Selepas Hujan

dari tanah yang basah, selepas hujan, masihkah ada kata? meluncur ingatan pada lumpur yang merendam mimpi-mimpi.  berapa harga yang harus dibayar, untuk sebuah kuasa, kekuasaan yang fana, teramat fana.

aku pungut tanah basah, selepas hujan, lumpur pengetahuan, bebauan yang diperam dieram waktu, ingatan terulang berulang. dari tanah yang basah, mungkin akan kau bayangkan likat liat, atau gembur subur, dari tanah merah menggeliat cacing memanggilmu: guru.

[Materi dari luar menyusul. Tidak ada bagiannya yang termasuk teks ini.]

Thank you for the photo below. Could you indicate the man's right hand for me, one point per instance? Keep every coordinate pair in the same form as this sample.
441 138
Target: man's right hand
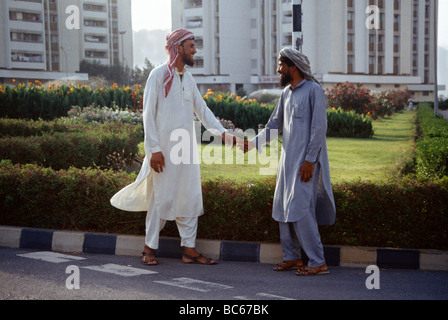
157 162
245 145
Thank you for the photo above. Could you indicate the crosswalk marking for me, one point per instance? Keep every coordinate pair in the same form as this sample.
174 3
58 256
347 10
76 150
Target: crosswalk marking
52 257
263 296
120 270
196 285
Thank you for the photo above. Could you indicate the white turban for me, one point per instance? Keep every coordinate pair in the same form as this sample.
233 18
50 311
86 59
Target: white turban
301 61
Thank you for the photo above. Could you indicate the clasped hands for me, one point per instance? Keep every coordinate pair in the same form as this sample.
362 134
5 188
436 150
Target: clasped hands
157 162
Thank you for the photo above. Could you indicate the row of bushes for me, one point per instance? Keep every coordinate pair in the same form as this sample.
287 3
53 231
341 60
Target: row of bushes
340 123
432 145
34 101
405 214
351 97
249 114
348 124
61 145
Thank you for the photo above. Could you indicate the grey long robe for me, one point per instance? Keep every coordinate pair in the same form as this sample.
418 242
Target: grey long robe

di undak-undakan waktu, di usia yang telah sampai pada maqamnya, siapa yang bertanya pada dirinya sendiri: siapa aku?

apa yang dipikir dirasa ditimbang timang, ditimang-timang: mungkin ragu mungkin sesuatu yang tak niscaya, mengembara dari mata

ada yang berteriak di saat hujan: jangan bermain kran, nanti mengucur kata menderas membanjir meluap kemana-mana, menghanyutkan mimpimu!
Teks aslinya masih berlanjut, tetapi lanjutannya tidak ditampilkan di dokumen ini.